Incidentally most Christian groups tend to perceive biblical teachings on the Eucharist as merely symbolic yet it is Jesus who states: “I am the living bread which came down from heaven; if anyone eats of this bread, he will live forever; and the bread which I shall give is my flesh for the life of the world” John 6:48. The principle grace of receiving Jesus through Holy Communion is that indelible personal union with God. Through Holy Communion we preserve; increase and renew life of grace received at Baptism. Just as the body needs material food to stay health and alive, so too does our soul need spiritual food in the Eucharist. The Eucharist is a pledge of future glory where love is all that matters.

Prerequisites for receiving Holy Communion

When we receive Holy Communion with right dispositions we generate fruits that are easily noticed over time. Holy Communion assists us to overcome prejudices while increasing in us compassion and self-control. The reason is that “the bread that we break makes us become partakers of the body of the Lord.
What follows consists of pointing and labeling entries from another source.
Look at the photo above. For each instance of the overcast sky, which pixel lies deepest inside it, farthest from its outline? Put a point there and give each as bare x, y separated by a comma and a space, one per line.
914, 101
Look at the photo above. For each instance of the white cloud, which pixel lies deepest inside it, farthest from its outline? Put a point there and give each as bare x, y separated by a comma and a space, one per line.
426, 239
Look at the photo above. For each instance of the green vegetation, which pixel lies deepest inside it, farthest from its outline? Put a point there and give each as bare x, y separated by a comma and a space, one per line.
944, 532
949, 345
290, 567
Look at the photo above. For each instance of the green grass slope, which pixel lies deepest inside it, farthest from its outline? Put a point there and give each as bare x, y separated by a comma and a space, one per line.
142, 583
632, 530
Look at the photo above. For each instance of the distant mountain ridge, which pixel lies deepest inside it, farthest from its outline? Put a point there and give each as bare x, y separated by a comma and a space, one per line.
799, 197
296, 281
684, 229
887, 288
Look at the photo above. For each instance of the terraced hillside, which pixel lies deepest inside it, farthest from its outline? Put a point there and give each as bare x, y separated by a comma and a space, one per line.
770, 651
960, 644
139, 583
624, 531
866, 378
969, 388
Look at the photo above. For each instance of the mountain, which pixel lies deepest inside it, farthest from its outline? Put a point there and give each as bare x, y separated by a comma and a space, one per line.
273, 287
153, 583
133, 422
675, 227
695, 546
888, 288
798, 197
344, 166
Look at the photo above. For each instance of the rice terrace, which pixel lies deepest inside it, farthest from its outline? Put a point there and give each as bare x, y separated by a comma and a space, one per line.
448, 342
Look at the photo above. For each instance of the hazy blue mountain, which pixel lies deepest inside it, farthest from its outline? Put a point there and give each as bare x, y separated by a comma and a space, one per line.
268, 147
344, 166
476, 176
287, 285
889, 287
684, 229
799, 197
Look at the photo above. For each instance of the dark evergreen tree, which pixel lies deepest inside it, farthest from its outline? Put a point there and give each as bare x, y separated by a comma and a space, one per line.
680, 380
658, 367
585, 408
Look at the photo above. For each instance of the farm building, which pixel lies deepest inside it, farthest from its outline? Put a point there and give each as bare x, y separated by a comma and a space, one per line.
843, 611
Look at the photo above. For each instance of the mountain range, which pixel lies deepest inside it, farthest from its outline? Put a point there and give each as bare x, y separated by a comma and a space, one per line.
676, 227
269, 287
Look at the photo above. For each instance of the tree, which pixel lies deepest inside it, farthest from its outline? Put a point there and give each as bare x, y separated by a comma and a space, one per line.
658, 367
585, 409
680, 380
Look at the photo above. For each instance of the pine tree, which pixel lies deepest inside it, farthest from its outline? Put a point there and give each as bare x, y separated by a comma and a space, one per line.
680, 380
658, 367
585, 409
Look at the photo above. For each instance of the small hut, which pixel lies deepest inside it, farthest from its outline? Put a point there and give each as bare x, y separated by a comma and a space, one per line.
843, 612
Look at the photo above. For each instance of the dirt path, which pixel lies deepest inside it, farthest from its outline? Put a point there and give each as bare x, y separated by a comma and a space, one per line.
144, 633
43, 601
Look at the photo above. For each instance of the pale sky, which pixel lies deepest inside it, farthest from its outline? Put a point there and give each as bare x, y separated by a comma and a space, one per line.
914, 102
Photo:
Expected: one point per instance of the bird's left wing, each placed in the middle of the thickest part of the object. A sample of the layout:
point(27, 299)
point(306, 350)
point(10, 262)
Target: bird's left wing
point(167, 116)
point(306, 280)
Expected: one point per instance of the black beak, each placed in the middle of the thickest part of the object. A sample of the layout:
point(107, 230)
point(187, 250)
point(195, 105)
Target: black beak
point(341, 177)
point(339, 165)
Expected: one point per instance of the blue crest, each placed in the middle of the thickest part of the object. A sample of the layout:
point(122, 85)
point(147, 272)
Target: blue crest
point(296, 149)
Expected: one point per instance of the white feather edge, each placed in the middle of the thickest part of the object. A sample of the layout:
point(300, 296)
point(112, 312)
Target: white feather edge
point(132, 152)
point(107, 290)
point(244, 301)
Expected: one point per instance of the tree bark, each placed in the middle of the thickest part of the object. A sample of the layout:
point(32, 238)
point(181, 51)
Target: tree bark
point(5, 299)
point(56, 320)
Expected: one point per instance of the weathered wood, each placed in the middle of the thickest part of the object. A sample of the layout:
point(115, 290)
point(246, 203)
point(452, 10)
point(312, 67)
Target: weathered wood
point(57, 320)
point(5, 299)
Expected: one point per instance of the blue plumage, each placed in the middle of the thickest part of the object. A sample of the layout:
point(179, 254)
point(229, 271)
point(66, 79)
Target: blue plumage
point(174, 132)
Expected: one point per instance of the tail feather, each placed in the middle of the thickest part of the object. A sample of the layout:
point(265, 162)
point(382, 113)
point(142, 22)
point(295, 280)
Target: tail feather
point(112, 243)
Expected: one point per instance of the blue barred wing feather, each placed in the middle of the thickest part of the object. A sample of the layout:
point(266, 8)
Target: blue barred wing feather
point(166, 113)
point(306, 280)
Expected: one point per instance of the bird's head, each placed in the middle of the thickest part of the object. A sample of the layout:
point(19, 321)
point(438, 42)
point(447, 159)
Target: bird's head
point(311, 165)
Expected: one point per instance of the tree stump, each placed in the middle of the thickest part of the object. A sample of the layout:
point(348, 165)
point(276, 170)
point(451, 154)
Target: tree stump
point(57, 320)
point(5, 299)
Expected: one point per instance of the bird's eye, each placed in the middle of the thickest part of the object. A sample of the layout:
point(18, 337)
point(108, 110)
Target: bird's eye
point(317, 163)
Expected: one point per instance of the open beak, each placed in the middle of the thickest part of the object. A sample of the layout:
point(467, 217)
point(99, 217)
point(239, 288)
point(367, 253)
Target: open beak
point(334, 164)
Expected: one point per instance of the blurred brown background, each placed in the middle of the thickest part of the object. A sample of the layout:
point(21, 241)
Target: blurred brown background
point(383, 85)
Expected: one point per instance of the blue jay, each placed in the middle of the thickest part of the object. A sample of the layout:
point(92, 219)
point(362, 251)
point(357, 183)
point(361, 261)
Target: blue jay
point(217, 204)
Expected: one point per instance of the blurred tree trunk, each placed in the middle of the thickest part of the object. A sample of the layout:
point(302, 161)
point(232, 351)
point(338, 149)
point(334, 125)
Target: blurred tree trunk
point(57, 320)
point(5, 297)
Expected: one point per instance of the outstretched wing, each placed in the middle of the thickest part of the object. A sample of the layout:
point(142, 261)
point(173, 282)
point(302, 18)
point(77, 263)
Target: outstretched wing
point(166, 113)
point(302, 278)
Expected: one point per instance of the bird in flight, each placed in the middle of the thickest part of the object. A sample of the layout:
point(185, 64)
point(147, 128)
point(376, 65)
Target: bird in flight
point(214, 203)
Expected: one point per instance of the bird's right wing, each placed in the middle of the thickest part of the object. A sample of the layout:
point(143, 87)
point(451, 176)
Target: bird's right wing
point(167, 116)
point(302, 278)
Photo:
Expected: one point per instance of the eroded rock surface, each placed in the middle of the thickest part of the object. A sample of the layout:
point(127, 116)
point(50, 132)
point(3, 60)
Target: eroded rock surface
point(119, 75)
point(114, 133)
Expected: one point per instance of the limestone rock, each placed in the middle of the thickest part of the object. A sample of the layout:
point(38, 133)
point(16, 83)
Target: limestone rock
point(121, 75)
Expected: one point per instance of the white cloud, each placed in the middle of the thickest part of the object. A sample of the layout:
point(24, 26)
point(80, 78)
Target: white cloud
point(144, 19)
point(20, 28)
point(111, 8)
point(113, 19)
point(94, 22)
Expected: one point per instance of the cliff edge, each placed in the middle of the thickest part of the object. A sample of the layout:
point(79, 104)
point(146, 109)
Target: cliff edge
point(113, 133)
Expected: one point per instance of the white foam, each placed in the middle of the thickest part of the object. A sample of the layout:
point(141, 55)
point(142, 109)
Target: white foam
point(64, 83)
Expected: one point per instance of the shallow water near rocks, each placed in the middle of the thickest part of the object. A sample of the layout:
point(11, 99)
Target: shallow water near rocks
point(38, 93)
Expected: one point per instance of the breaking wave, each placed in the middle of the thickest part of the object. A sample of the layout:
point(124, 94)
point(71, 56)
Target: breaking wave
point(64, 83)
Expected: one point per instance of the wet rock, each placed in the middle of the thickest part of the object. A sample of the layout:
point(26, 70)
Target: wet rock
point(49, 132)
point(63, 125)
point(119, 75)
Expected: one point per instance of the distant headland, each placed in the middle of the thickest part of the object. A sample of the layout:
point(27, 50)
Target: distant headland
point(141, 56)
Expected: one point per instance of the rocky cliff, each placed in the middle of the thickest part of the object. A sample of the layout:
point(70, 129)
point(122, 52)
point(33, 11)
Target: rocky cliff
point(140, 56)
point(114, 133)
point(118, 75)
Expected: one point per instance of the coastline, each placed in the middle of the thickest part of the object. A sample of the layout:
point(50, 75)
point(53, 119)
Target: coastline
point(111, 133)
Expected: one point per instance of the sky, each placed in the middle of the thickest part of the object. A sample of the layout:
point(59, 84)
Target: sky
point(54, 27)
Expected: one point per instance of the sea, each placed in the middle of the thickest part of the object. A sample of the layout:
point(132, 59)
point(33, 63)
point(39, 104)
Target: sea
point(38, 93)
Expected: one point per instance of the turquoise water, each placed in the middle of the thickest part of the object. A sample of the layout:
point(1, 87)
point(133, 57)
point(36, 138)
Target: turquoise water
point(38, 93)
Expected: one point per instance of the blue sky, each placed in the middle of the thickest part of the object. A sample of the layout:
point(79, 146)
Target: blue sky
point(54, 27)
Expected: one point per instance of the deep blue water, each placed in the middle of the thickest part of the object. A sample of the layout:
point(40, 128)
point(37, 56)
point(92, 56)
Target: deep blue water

We though many, become one body” 1Corinthians 10:17. We receiving Holy Communion only when we deem ourselves ready and worthy of receiving Him. We have to be in a state of sanctifying grace; meaning, being free from mortal sin. As physical food cannot benefit a dead body, the same applies to Holy Communion. When we receive while in a state of mortal sin is as we are forcing to benefit a dead soul. Indeed, a person who knowingly receives Holy Communion while in the state of mortal sin adds on him/herself a new dimension of guilt. However when we receive Holy Eucharist in a state of grace we reap blessings.

Honoring the Blessed Sacrament

Since Jesus is truly and fully present in the Eucharist, it is commendable to practice devotional of worship of His presence.  When a consecrated is exposed in a Holy Monstrance on the altar; then adoration is in progress. The Eucharist is primarily meant to be consumed by Christians in a state of grace, yet solemn veneration of the Eucharist is the most salutary and pious practice encouraged by saints. Adoration is open to anyone in search of Jesus for consolation, peace and tranquility. Eucharistic adoration can be seen as a response to Christ’s call to his disciples to “keep watch with me for one hour” Matthew 26:40. In the Holy Eucharist there is Jesus and Jesus is our Holy Eucharist.